Article 2 : L'Assistance Publique Hôpitaux de Marseille est condamnée à payer à la SOCIETE OMNIUM MEDICAL la somme de 14.501, 47 euros (quatorze mille cinq cent un euros et quarante sept centimes). Cette somme portera intérêts au taux légal à compter du 26 mars 2002.
Article 3 : Il n'y a pas lieu de statuer sur les conclusions de la SOCIETE OMINUM MEDICAL tendant à l'allocation d'une provision de 14.501, 47 euros (quatorze mille cinq cent un euros et quarante sept centimes).

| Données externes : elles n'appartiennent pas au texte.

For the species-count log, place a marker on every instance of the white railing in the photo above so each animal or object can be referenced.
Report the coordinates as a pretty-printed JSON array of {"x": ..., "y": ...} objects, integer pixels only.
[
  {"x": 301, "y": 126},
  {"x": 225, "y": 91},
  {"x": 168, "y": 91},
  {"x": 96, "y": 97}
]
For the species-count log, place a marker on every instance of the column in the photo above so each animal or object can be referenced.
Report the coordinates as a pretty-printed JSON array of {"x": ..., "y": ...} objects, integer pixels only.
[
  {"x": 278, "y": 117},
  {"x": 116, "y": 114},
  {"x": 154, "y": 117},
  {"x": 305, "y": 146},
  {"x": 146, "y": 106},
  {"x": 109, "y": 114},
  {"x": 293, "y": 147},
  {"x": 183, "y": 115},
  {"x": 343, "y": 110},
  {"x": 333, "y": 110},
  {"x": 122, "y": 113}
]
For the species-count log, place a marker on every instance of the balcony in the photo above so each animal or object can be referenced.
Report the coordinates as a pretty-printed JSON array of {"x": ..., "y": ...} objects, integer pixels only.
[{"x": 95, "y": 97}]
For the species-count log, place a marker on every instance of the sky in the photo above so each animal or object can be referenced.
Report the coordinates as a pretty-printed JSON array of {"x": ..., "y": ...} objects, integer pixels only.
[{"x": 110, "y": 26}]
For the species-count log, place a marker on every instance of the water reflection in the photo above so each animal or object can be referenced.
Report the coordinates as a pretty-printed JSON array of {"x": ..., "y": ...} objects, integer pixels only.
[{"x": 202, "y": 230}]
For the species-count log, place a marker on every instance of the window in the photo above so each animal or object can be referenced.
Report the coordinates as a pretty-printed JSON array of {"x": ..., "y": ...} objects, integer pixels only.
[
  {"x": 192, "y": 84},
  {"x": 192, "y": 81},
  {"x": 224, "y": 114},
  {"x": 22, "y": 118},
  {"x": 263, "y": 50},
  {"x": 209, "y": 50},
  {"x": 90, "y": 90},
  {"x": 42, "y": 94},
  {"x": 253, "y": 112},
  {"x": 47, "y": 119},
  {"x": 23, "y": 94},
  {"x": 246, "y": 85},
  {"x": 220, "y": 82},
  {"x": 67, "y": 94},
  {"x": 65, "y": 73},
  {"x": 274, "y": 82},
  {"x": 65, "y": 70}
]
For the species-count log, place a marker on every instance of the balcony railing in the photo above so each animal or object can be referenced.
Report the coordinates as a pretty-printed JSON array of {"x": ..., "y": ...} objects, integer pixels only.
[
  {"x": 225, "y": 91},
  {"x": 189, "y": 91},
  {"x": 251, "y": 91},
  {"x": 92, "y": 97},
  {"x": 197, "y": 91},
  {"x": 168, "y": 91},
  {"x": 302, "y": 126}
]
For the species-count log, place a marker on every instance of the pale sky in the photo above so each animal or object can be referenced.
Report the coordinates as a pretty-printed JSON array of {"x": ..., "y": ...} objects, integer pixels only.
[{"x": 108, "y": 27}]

Article 4 : Les conclusions de l'Assistance Publique Hôpitaux de Marseille tendant au bénéfice des dispositions de l'article L. 761-1 du code de justice administrative sont rejetées. L'Assistance Publique Hôpitaux de Marseille versera à la SOCIETE OMNIUM MEDICAL la somme de 1.500 euros (mille cinq cent euros) au titre de l'article L. 761-1 du code de justice administrative.
Article 5 : Le présent arrêt sera notifié à la SOCIETE OMNIUM MEDICAL, à l'Assistance Publique Hôpitaux de Marseille et au Ministre de la santé, de la jeunesse, des sports et de la vie associative.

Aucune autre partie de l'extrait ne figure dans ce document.